Un ajuste. Contra un antiguo rojo convertido. Sus camaradas acaban con él. Por falangista. En ese caso, López habría sufrido una conversión cierta, pero del pasado llegarían sus antiguos compañeros marxistas para matarlo. Esa teoría tenía la ventaja de ser consistente con el miedo que sentía. Pero, en ese caso, ¿por qué ocultar la identidad del muerto? ¿Acaso esconden los maquis el hecho de haber matado a un guardia civil? ¿No buscarían propaganda con ello? ¿De qué sirve matar un traidor si se lo esconde hasta el punto de impedir que se sepa que era un traidor?

Rojos matando a rojos. Caos, venganza. O necesidad. Un rojo que se hace falangista es, a sus ojos, un traidor. Pero, ¿cuándo, exactamente, comete la traición?

Se paró en seco, tan bruscamente que una mujer que caminaba tras él casi se choca.

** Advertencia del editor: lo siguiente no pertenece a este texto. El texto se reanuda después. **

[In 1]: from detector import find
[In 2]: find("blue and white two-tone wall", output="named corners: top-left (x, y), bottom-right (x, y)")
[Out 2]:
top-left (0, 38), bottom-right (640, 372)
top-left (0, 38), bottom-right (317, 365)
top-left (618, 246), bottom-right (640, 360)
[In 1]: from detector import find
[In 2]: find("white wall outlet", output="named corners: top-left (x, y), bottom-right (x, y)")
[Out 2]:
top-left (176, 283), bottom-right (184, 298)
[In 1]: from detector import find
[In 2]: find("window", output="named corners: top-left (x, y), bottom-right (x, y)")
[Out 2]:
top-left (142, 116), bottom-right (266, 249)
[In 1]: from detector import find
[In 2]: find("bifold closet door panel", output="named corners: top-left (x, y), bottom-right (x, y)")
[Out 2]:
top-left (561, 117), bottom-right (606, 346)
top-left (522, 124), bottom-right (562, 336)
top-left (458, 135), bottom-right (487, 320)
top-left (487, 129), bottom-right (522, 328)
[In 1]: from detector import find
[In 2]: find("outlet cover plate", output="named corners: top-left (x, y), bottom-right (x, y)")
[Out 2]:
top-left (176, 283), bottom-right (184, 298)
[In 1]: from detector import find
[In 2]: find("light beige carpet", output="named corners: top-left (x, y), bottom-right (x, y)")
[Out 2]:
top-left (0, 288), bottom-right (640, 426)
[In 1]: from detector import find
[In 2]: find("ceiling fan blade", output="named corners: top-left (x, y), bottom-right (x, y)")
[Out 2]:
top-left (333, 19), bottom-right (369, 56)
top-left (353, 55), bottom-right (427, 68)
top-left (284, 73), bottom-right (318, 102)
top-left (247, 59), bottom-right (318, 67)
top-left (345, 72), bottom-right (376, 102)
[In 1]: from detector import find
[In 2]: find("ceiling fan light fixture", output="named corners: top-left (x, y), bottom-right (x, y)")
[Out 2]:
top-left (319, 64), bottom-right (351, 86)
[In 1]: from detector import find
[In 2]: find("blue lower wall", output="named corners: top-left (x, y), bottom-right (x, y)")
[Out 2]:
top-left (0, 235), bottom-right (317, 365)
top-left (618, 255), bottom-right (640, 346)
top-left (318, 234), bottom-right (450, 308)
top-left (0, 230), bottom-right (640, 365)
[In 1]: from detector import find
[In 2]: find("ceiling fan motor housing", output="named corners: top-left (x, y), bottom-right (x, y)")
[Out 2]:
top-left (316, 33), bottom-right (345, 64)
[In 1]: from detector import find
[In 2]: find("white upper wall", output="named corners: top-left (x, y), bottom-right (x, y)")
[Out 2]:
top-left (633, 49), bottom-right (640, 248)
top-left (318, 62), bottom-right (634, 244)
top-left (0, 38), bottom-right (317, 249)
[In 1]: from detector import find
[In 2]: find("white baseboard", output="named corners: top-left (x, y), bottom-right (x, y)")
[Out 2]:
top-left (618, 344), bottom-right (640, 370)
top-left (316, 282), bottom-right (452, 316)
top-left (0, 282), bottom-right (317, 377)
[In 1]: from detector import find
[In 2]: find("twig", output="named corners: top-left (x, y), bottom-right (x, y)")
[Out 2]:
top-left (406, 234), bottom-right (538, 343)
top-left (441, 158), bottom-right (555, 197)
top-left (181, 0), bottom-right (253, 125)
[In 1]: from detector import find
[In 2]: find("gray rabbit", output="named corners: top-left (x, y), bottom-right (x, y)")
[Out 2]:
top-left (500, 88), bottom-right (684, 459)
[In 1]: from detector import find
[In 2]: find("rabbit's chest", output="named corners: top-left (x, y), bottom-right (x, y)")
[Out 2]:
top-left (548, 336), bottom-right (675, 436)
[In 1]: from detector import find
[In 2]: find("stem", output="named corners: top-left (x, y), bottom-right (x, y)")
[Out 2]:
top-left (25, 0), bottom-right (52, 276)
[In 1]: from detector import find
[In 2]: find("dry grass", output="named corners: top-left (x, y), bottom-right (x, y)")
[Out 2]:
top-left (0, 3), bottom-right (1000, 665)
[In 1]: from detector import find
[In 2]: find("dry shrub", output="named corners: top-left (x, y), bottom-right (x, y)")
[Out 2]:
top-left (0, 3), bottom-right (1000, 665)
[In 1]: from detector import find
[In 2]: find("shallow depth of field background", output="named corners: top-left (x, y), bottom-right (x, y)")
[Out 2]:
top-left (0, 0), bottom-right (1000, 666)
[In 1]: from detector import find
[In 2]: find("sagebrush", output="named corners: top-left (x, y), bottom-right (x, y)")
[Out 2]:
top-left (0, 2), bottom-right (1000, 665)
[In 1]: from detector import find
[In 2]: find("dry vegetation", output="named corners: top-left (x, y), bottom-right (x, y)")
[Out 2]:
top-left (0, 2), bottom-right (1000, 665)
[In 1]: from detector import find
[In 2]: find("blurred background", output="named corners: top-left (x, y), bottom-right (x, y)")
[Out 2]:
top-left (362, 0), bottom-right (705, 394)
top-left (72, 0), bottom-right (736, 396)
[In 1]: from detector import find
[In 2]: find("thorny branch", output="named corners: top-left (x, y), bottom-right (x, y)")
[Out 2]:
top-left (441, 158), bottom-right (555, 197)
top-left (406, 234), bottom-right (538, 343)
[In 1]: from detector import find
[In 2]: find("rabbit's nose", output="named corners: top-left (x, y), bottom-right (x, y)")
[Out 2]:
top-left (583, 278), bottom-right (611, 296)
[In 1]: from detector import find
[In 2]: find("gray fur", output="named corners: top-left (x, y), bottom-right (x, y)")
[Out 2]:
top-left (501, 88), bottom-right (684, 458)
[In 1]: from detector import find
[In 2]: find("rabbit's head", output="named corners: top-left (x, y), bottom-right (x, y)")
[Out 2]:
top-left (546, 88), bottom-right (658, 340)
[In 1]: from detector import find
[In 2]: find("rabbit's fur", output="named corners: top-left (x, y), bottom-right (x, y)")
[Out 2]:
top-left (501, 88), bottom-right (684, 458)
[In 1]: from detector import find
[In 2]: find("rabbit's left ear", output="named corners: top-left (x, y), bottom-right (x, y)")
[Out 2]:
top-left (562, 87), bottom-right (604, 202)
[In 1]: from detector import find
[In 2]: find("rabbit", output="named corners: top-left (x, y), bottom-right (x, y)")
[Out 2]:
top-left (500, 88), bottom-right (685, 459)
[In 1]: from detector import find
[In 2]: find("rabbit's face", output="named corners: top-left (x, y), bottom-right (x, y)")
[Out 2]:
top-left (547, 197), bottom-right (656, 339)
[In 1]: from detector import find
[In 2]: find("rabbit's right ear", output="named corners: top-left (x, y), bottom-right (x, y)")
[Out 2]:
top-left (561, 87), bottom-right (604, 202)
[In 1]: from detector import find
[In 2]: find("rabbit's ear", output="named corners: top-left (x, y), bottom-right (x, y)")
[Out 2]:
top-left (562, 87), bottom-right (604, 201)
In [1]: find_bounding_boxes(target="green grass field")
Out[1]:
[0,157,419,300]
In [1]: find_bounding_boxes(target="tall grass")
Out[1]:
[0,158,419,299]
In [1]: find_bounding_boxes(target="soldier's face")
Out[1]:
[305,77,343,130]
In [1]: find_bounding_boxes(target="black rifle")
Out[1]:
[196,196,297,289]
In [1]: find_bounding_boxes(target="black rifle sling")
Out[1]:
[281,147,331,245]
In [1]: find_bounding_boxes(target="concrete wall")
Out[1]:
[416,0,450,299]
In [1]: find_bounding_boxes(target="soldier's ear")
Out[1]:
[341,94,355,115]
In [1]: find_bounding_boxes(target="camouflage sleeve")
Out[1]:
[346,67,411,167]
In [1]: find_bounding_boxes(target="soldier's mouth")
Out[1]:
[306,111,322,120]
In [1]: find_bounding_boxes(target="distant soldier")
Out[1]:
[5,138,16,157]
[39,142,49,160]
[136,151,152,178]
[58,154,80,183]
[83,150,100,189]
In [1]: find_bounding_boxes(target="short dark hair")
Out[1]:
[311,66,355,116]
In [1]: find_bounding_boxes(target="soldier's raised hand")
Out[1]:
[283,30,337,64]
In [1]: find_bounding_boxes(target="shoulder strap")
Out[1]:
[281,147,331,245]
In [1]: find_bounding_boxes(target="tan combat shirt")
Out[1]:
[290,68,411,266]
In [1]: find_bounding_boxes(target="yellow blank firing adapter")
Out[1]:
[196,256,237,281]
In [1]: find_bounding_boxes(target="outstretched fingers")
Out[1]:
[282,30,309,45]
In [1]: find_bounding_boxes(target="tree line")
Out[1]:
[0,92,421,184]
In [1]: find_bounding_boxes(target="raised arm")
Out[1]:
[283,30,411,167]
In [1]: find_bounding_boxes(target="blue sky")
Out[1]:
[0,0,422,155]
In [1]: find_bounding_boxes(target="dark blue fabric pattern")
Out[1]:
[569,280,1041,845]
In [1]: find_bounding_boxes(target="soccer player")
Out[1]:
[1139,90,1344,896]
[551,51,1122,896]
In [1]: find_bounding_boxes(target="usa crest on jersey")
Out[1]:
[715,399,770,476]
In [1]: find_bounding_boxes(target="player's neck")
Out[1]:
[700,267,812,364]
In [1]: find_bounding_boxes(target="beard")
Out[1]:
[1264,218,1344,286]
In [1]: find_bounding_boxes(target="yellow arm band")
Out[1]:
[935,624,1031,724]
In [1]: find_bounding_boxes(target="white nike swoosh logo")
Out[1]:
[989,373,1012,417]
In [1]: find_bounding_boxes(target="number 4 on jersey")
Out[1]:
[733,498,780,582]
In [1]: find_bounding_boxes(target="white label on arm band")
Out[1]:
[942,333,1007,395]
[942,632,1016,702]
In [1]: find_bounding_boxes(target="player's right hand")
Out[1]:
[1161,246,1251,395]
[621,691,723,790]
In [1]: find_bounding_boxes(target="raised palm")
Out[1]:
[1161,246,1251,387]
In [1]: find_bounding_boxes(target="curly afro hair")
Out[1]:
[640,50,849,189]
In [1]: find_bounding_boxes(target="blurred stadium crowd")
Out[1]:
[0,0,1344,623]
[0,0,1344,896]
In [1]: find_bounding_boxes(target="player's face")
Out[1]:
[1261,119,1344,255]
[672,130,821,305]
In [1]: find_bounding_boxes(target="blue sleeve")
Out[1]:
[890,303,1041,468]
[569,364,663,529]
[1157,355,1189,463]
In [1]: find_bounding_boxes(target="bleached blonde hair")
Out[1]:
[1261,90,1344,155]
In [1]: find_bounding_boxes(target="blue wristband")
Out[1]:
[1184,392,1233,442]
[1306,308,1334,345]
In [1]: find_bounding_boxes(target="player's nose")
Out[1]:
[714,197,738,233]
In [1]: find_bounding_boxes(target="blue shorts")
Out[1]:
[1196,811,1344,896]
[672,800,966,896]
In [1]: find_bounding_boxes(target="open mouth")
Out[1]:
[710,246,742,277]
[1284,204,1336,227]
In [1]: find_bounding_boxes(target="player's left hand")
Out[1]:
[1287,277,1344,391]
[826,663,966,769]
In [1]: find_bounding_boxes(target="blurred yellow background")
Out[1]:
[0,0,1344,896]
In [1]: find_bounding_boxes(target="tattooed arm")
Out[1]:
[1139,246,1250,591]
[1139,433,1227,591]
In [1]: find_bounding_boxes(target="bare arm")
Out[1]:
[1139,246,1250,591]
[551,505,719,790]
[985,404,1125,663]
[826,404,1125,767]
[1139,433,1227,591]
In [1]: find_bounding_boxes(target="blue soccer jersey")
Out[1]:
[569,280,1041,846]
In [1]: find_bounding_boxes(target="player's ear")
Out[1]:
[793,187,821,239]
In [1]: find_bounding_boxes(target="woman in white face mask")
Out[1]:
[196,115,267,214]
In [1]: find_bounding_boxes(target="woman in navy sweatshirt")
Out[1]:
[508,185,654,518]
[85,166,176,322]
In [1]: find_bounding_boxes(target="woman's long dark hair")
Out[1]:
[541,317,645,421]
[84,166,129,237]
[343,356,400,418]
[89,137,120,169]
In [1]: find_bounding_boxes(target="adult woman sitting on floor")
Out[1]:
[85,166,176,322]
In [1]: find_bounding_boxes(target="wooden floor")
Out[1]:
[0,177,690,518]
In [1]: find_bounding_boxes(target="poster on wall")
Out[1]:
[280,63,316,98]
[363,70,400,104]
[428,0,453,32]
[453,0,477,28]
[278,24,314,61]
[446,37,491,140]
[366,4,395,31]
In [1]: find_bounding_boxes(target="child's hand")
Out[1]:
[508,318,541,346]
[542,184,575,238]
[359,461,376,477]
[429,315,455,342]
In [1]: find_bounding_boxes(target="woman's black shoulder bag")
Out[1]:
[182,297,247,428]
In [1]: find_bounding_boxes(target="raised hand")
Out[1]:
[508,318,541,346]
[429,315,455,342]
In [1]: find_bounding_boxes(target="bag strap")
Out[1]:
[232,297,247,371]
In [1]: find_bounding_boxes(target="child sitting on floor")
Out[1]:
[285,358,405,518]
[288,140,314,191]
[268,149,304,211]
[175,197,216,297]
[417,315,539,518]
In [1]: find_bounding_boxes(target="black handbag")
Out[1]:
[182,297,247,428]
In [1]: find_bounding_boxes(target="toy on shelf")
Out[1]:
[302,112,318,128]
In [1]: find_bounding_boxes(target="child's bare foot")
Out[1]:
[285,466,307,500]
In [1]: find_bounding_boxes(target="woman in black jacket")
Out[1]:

-¡Oiga, señor! ¡Casi nos damos!

Él se volvió hacia la mujer. Mediana edad. Todavía bonita. La miró sin ver.

-Hay otra posibilidad.

-¿Cómo dice?

-Otra posibilidad. Hay otra posibilidad.

-Yo no sé de qué me habla, usted…

-Hay más. Más como él. López tenía miedo. Quizá quería terminar con todo eso. Hablar. Confesar. Delatar. Tampoco tenía nada que perder. Una vida de mierda, un futuro de mierda.

-Señor… ¿de qué me habla?

-¡Rojos! Rojos infiltrados. Ellos lo mataron.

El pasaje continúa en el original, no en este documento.